A protein crucial to the function of many cancer drugs, cereblon, has revealed a hidden complexity that could lead to more effective and targeted therapies. Researchers have identified a previously unknown binding site on cereblon, offering new avenues for manipulating its activity and improving the precision of protein degradation-based drugs.

Cereblon: From Thalidomide’s Dark Past to Cancer Treatment

Cereblon initially gained notoriety as the target of thalidomide, a drug prescribed in the 1950s and 60s that tragically caused severe birth defects. However, decades later, thalidomide and related compounds were repurposed as treatments for blood cancers due to their ability to redirect cereblon to tag disease-causing proteins for destruction. This approach, known as targeted protein degradation, has become a promising area of cancer research.

Unveiling the Allosteric Site

Until recently, research focused on cereblon’s primary binding site – the same site utilized by thalidomide. A new study, published in Nature, marks the first identification and mapping of an allosteric site, a hidden binding pocket, on cereblon. This discovery, led by Christina Woo, professor of chemistry and chemical biology at Harvard University, in collaboration with scientists at GSK and Scripps Research Institute, opens up new possibilities for drug development.

How the Allosteric Site Changes Cereblon’s Function

The allosteric site doesn’t replace the main binding site but alters cereblon’s behavior once engaged. Researchers found that activating this second pocket can either enhance or inhibit the degradation of target proteins, depending on the existing drug bound to the primary site. This selectivity is a key aspect of the discovery. Scientists at GSK initially identified a small molecule, SB‑405483, that indicated the presence of this additional binding site.

Structural Insights into Cereblon’s Mechanics

Using cryo-electron microscopy, researchers visualized how cereblon changes shape when both binding sites are occupied. The structures revealed a previously unseen intermediate form and a more closed conformation, enhancing the protein’s ability to mark proteins for destruction. The allosteric ligand also subtly shifts the position of drugs binding to the main site, explaining the observed changes in protein degradation patterns.

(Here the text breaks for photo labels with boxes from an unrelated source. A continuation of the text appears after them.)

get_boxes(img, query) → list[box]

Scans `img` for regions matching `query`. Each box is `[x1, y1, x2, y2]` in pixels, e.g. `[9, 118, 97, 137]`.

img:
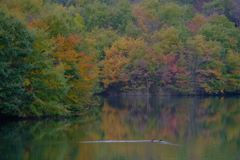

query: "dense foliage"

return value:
[0, 0, 240, 116]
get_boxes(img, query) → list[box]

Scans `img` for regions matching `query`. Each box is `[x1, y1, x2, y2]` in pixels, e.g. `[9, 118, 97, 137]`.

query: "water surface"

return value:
[0, 97, 240, 160]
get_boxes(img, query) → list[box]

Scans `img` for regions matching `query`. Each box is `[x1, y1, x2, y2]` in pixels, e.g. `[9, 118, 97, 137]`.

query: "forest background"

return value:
[0, 0, 240, 117]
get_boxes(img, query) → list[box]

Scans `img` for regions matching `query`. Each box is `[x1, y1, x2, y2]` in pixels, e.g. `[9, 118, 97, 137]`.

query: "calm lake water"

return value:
[0, 97, 240, 160]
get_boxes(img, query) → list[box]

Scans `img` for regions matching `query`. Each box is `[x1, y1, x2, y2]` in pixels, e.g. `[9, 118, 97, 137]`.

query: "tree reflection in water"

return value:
[0, 97, 240, 160]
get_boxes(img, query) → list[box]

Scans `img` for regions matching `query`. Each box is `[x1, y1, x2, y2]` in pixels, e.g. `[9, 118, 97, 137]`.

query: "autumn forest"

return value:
[0, 0, 240, 117]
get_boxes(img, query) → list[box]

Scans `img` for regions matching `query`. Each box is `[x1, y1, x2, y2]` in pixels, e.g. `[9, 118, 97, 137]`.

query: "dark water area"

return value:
[0, 96, 240, 160]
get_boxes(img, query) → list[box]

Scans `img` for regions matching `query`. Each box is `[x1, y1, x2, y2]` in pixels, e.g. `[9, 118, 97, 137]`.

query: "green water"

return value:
[0, 97, 240, 160]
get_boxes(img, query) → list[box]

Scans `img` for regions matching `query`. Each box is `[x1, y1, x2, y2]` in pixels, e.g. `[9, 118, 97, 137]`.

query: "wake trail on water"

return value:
[79, 140, 180, 146]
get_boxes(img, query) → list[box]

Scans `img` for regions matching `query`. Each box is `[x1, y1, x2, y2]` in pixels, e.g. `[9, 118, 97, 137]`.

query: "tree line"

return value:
[0, 0, 240, 117]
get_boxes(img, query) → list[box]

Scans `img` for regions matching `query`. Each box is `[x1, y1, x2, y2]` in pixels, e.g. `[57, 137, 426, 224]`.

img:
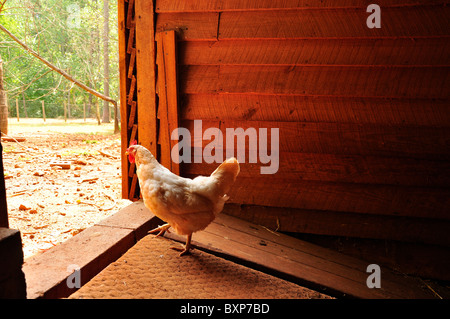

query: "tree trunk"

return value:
[102, 0, 110, 123]
[0, 56, 8, 134]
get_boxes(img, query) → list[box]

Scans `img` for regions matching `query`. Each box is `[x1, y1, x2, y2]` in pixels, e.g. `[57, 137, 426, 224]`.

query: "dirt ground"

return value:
[2, 121, 131, 258]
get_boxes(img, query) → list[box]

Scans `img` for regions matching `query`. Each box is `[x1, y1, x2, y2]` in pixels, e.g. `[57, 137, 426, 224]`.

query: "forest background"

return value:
[0, 0, 119, 123]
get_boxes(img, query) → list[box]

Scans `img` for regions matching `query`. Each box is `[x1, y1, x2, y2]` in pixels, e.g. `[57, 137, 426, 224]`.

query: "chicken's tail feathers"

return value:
[211, 157, 240, 199]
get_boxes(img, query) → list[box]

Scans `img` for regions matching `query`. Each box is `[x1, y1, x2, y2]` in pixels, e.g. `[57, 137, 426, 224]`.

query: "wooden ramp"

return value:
[165, 214, 436, 299]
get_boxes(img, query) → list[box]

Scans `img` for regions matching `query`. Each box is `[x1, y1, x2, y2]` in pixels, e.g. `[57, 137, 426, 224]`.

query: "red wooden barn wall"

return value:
[119, 0, 450, 278]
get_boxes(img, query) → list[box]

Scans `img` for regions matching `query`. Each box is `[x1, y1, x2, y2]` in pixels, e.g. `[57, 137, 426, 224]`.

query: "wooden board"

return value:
[155, 0, 442, 12]
[219, 5, 450, 40]
[224, 203, 450, 246]
[215, 175, 450, 221]
[182, 151, 450, 187]
[165, 214, 433, 298]
[180, 94, 450, 127]
[180, 65, 450, 99]
[156, 13, 219, 40]
[180, 120, 450, 161]
[117, 1, 130, 198]
[180, 37, 450, 66]
[135, 0, 157, 156]
[156, 5, 450, 40]
[156, 30, 180, 175]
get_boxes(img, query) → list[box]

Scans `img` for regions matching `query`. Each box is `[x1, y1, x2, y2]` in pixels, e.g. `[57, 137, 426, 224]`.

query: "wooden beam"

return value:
[165, 214, 434, 299]
[117, 0, 131, 199]
[156, 0, 442, 13]
[180, 94, 450, 127]
[224, 204, 450, 248]
[180, 65, 450, 99]
[179, 37, 450, 66]
[135, 0, 158, 156]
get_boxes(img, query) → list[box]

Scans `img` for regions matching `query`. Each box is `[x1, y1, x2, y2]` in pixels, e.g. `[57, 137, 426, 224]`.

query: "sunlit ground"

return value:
[8, 118, 118, 135]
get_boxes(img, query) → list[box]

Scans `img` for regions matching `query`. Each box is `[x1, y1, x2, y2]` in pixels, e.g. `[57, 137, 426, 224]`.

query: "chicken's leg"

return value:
[148, 224, 170, 237]
[170, 234, 192, 257]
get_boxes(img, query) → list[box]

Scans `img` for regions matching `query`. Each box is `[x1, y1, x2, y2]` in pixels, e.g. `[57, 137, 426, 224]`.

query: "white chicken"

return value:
[126, 142, 240, 256]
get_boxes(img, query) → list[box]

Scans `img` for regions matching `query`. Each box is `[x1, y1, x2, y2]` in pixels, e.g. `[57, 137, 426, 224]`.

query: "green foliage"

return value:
[0, 0, 119, 117]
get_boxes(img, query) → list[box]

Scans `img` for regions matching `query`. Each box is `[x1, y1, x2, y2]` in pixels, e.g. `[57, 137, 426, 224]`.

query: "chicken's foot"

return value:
[148, 224, 170, 237]
[170, 234, 192, 257]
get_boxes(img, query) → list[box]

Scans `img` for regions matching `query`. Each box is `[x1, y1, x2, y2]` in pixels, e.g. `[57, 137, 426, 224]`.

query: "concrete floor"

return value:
[69, 235, 329, 299]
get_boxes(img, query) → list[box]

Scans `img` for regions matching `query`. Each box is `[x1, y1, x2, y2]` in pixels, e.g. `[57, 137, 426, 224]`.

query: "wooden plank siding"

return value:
[119, 0, 450, 277]
[151, 0, 450, 255]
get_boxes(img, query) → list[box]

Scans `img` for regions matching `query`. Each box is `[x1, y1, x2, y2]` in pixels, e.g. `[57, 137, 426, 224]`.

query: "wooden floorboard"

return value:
[166, 214, 434, 299]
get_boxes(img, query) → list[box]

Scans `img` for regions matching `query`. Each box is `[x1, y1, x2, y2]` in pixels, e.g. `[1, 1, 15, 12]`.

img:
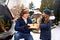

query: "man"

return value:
[14, 9, 33, 40]
[40, 9, 52, 40]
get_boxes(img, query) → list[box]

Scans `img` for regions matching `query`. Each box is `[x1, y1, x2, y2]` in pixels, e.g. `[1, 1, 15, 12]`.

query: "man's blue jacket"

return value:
[15, 17, 32, 33]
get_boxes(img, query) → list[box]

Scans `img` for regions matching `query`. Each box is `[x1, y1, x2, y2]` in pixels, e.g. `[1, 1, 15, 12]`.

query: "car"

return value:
[0, 1, 14, 40]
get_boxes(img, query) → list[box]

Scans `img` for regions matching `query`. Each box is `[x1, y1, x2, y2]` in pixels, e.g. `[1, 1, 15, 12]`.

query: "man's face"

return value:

Implications for Cancer Drug Development

The discovery of the allosteric site has several potential applications:

• Enhanced Drug Efficacy: Allosteric ligands could be used to boost the effectiveness of existing cereblon-based cancer drugs.
• Reduced Side Effects: By limiting the degradation of non-target proteins, allosteric ligands could minimize unwanted side effects.
• Novel Drug Design: The allosteric pocket itself could be targeted with new molecular glues or two-headed degrader molecules.

Understanding Natural Cereblon Regulation

Beyond drug development, this research suggests that cells may naturally regulate cereblon and related enzymes through similar mechanisms. Woo hypothesizes that endogenous small molecules may already be performing these regulatory functions, and further research is needed to understand these processes.

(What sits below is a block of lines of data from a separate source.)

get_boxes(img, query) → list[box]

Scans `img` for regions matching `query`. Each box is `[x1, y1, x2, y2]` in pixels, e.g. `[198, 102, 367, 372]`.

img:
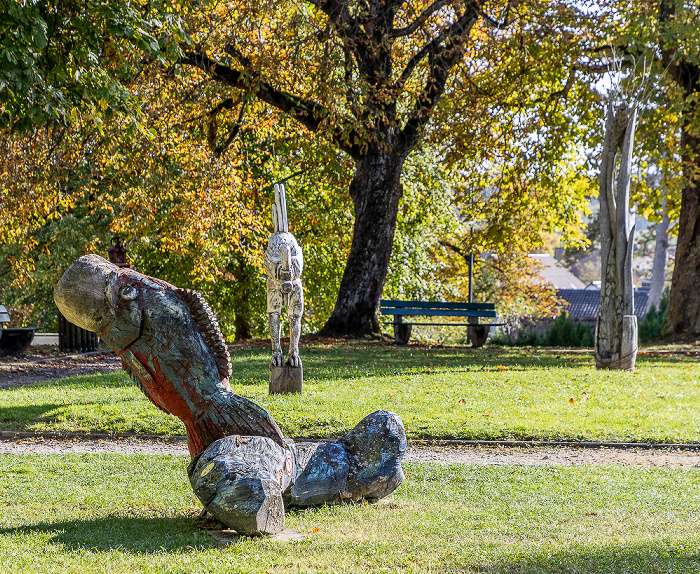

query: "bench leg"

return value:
[467, 317, 491, 348]
[394, 323, 412, 345]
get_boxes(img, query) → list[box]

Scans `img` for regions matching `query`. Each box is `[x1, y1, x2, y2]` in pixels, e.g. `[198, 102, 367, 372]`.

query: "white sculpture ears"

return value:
[272, 183, 289, 233]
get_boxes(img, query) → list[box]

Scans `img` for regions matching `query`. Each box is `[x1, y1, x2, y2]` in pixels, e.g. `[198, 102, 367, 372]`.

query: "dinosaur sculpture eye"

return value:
[119, 285, 139, 301]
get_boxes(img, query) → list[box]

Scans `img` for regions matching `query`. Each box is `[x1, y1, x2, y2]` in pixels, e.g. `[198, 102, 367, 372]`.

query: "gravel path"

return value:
[0, 437, 700, 468]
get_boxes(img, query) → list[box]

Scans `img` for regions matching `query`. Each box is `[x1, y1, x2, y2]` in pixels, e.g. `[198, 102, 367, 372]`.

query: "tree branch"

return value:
[479, 0, 513, 30]
[389, 0, 447, 38]
[180, 54, 360, 157]
[397, 3, 479, 153]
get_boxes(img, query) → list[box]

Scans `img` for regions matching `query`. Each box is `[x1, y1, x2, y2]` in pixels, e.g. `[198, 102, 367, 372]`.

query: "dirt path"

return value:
[0, 437, 700, 468]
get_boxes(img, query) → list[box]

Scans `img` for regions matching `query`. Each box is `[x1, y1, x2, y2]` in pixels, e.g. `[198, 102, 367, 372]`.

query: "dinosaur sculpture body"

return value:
[54, 255, 406, 535]
[54, 255, 284, 456]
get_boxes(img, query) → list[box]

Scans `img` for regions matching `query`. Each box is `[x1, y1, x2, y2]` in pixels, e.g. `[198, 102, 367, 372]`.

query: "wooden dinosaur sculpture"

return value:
[54, 255, 406, 535]
[54, 255, 285, 456]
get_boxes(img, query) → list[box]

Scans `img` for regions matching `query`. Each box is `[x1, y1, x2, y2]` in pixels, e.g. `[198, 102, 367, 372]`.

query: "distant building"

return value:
[557, 285, 649, 328]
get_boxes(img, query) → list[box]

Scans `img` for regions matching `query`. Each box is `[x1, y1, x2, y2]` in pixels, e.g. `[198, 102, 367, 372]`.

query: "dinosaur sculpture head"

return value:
[54, 254, 144, 351]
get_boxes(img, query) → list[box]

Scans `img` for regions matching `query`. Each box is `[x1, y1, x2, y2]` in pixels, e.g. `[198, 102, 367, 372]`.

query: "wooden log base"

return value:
[187, 411, 406, 536]
[270, 364, 304, 395]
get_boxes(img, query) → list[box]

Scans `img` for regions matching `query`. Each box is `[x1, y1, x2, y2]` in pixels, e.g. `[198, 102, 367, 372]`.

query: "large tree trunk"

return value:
[319, 148, 405, 337]
[667, 129, 700, 335]
[659, 0, 700, 334]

Cereblon and Protein Degradation: A Deeper Dive

Cereblon functions as part of a protein complex that tags other proteins for destruction. The process of targeted protein degradation involves designing small molecules that bring unwanted proteins to cereblon, initiating their disposal by the cell’s machinery. Recent research has also shown that C-terminal cyclic imides, post-translational modifications, act as physiological degrons on substrates for cereblon, influencing which proteins are targeted for degradation.